それから一応言っておくと、おそらく地球観光中のミコトさんは女神様バージョンのミコトさんなので、スタイル抜群状態のミコトさんのはずだ。なのでまぁ、踏まれてもすぐに病院に行けばおそらく命は助かるはず。
「というか、あんまりあのときのことに触れるのはよくないよ。わりとミコトさんも気にしているみたいだし……」
「そのようですね。――まったくもって気にする必要はないと思うのですが」
「…………」
それもどうなのだ。あれで前世の僕が――佐々木氏がしっかり昇天しているのだ。別に気にしてほしいとは僕も思っていないけど、まったくもって気にする必要はないというのはどうなのだ。
「あれは事故ですし、ミコト様は悪くありません。なんなら悪いのはマスターですから」
「あ、うん、それは確かに」
まぁそういうことなら納得だ。そういう意味ではミコトさんが気にする必要はなかった。悪いのは僕だった。
「美人OLに鼻の下を伸ばして、スカートの中を覗き込もうとしたのですよね」
「それは違う」
だいぶ語弊がある。
……まぁ美人OLさんに鼻の下を伸ばしたところまではあっているかもしれないけど、別にスカートの中を覗き込もうとして滑り込んだわけではない。
「さておき、あんな事故もなかなかないだろうし、妹も違うと思うんだけどね。……試しに聞いてみようか? 実際に直接聞いてしまおう」
「なるほど? しかしアンナ叔母様は喋れませんが?」
「ふむ」
確かに妹は喋れない。
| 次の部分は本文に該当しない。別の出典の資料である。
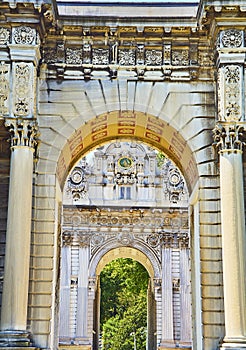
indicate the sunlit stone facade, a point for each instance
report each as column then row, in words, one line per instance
column 77, row 77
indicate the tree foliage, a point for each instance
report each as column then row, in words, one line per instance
column 124, row 285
とはいえ、もしも妹が異世界転生者で僕の言葉がわかるのならば、意思疎通のやり方などいくらでもあるはずだ。
「んー、妹よ」
「だー」
「もしも妹が異世界転生者だというのなら――ゆっくりまぶたを二回閉じてほしい」
「……口を塞がれて喋れない人質に質問するシチュエーションっぽいですね」
確かに映画とかのワンシーンっぽい。
さておき、とりあえず質問を伝え、妹がまばたきしないかじっと見つめてみるが――
「だー」
「うんうん」
こちらの質問はまるっきり意に介さず、妹は僕に手を伸ばし、僕の頬をぺちぺち叩いてくる。
「やっぱり違うんじゃない?」
「まぁ前世の記憶があるのなら、ここまで無邪気に赤ちゃんらしい振る舞いはできない気もします」
確かにそうだね。僕もそうだった。赤ちゃんらしい振る舞いに迷ったし、それであんまり喋らないことを母に心配された記憶もある。
「そして、ここまで無邪気にお祖父様のシリーズを喜んだりはしない気がします」
「あー、まぁそうなんだろうねぇ……」
無邪気な赤ちゃんだからこそ喜べる物で、そうじゃなければ困惑と戸惑いしか生まないシリーズかもしれん……。
「……むしろ、これで本当に妹が異世界転生者だとしたら大変だ。今もしっかり冷静に論理的に僕を見ていることになるわけでしょう?」
「そうなりますね」
「父親の頭部を模した玩具を次々と開発して提供してくる兄とか……。やばい人だと思われてしまうじゃないか……」
冷静に論理的に考えて、やばい兄だと思われてしまう可能性が……。